Monsieur Carrère, vous avez évoqué tout à l'heure la question de Hoechst-Marion-Roussel.
Dans le cadre de la restructuration du pôle mondial de la chimie et de la pharmacie de Hoechst-Marion-Roussel se posait la question des laboratoires Roussel en France. Nous avons voulu défendre les intérêts de la recherche française et des laboratoires Roussel. Nous avons négocié la préservation en France des centres de recherche, et plus encore l'ancrage de la recherche industrielle menée par ce groupe dans notre système public grâce au développement de laboratoires mixtes.
Par ailleurs - je tiens à en informer le Sénat - une dotation exceptionnelle de 220 millions de francs permettra de mener des projets décidés conjointement par Hoechst et le ministère de la recherche dans le cadre sans doute d'une fondation. Cela permettra le cofinancement de projets Roussel et de projets de laboratoires publics, en particulier de laboratoires de l'INSERM.
Je ne reviendrai pas sur des points qui ont été abordés par les rapporteurs, en particulier les efforts maintenus en faveur de nos grandes priorités stratégiques, qui sont au nombre de trois : l'aéronautique, le nucléaire et l'espace. Je répondrai simplement à deux interrogations de M. Revol.
Monsieur le sénateur, les recherches correspondant à l'incinération-séparation des déchets nucléaires à vie longue bénéficient dans le budget d'une dotation de 217 millions de francs contre 194 millions de francs en 1996.
Par ailleurs, le projet de réacteur de M. Carlo Rubbia est étudié actuellement conjointement par le Commissariat à l'énergie atomique - CEA - le Centre national de la recherche scientifique - CNRS - et par EDF, au sein d'un groupement de recherches appelé Gédéon, dont je souhaite qu'il puisse répondre aux incertitudes qui demeurent sur la faisabilité technique ou le niveau de sûreté de ce projet défendu avec beaucoup de ferveur par M. Rubbia.
Telles sont, mesdames, messieurs les sénateurs, les orientations de ce budget. Il y aurait encore naturellement beaucoup de sujets à évoquer.
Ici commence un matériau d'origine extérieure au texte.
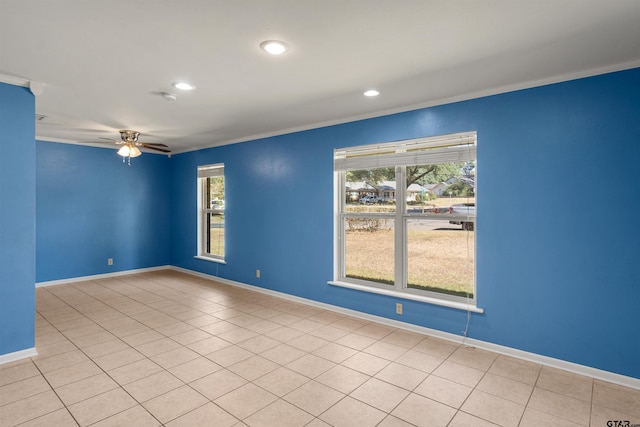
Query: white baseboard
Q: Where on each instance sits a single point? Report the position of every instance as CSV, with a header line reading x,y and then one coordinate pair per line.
x,y
17,355
508,351
99,276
Je voudrais simplement remercier MM. les rapporteurs, ainsi que les orateurs des groupes qui apportent leur soutien à ce budget, qui est un budget ambitieux, traduisant une priorité pour la recherche qui a été réaffirmée et confirmée par le Gouvernement et par le Premier ministre lors du comité interministériel du 3 octobre dernier. (Applaudissements sur les travées des Républicains et Indépendants, du RPR, de l'Union centriste, ainsi que sur certaines travées du RDSE.)
M. le président. Nous allons procéder à l'examen et au vote des crédits figurant aux états B et C et concernant l'éducation nationale, l'enseignement supérieur et la recherche : III. - Recherche.

ETAT B

M. le président. « Titre III : 380 903 572 francs. » Personne ne demande la parole ? ...
Je mets aux voix les crédits figurant au titre III.